Silvio Berlusconi rompe il silenzio: "Un deciso no alla riforma costituzionale di Matteo Renzi"

Lo hanno accusato di tergiversare, di essere ambiguo e di non voler "disturbare" troppo il premier Matteo Renzi. Alla fine Silvio Berlusconi ha deciso di uscire finalmente allo scoperto e di dire il suo "forte, deciso e responsabile No a questa riforma che favorirebbe una deriva autoritaria davvero con il rischio di un uomo solo al comando. Il contrario della democrazia". Un messaggio chiaro che il leader di Forza Italia invia parlando ai microfoni del Tg5. Manca poco più di un mese e mezzo al referendum del 4 dicembre. E Berlusconi spiega: "Diciamo No perché dopo il No sia possibile approvare, tutti insieme, una riforma vera, diversa, una nuova riforma". Una riforma, aggiunge, che "deve contenere la scelta da parte degli elettori del Presidente della Repubblica, un vero taglio dei parlamentari, che vanno ridotti di oltre la metà, il vincolo di mandato, per cui un eletto non può cambiare bandiera senza dimettersi, un limite costituzionale alle imposte, alla pressione fiscale che nessun governo può superare e infine una vera riforma delle Regioni, che oggi sono diventate un'altra grande e costosa burocrazia". "La riforma costituzionale - insiste - è pericolosa perché potrebbe consegnare a un solo uomo e a un solo partito l'Italia e gli italiani. Con appena il 15% degli aventi diritto al voto, quindi con una esigua minoranza, Grillo ad esempio, già padrone del Suo partito, potrebbe diventare anche col 55% padrone dell'unica camera che farà le leggi ordinarie e quindi diventare anche colui che sceglie il Presidente della Repubblica e i membri della Corte Costituzionale.

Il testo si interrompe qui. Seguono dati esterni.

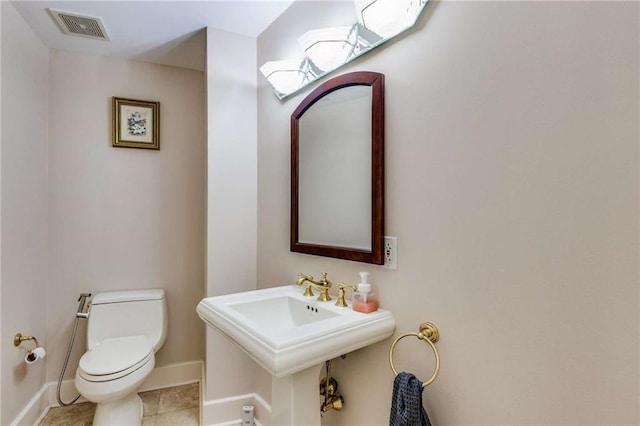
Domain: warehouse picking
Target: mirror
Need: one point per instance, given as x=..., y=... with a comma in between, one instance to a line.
x=337, y=169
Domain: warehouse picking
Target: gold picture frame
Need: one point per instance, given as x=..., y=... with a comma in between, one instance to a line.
x=136, y=124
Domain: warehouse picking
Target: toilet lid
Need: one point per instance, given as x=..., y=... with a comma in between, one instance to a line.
x=116, y=355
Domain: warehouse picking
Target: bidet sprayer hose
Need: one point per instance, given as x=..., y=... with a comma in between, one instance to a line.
x=80, y=314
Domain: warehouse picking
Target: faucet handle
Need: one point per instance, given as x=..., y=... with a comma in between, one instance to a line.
x=341, y=292
x=308, y=279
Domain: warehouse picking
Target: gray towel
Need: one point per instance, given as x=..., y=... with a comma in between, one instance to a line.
x=406, y=405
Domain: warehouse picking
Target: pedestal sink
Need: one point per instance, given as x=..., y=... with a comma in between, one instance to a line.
x=291, y=335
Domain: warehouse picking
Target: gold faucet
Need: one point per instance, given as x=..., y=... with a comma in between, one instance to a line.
x=323, y=285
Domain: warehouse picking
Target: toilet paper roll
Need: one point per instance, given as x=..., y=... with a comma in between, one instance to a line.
x=35, y=355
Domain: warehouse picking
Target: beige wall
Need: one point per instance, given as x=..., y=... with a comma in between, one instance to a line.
x=512, y=186
x=231, y=198
x=24, y=208
x=124, y=218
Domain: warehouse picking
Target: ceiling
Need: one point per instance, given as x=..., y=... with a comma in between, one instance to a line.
x=163, y=32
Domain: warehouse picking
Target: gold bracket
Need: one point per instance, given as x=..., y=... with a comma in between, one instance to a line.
x=429, y=331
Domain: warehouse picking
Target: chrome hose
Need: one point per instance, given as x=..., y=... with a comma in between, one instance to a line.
x=80, y=314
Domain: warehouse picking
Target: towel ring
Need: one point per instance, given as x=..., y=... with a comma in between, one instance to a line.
x=430, y=334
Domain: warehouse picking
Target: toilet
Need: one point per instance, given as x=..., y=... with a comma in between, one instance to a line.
x=125, y=329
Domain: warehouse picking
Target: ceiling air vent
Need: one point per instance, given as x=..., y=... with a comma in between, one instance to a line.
x=79, y=25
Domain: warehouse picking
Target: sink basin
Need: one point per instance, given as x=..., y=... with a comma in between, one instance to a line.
x=286, y=332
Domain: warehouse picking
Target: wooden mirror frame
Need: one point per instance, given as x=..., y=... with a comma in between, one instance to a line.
x=376, y=82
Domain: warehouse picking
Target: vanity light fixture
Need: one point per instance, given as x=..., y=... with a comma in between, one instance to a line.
x=289, y=75
x=328, y=49
x=388, y=17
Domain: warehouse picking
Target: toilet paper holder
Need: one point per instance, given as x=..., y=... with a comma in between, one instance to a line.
x=19, y=338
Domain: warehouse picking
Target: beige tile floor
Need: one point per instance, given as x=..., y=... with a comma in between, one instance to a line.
x=179, y=405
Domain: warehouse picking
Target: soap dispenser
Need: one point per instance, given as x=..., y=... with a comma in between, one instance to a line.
x=364, y=300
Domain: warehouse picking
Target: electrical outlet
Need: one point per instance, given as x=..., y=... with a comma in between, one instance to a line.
x=391, y=252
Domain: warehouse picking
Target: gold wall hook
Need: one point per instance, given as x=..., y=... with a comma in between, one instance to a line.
x=19, y=338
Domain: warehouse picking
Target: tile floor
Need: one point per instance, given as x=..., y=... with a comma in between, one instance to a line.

Vorrebbe dire 'padrone dell'Italia e degli italiani'. E non diciamo No per lasciare le cose come stanno". "Sapete bene - conclude l'ex premier - che siamo in un momento difficile l'economia non cresce, il lavoro manca, la povertà aumenta, l'immigrazione prosegue incontrollata, la sicurezza di tutti è in pericolo, in Europa non riusciamo a far valere le nostre ragioni. Eppure, incredibilmente, questo governo punta su una riforma costituzionale mal scritta e pericolosa per ritrovare quel consenso che non ha più. Anche per questa ragione dobbiamo rispondere con un forte, deciso e responsabile No".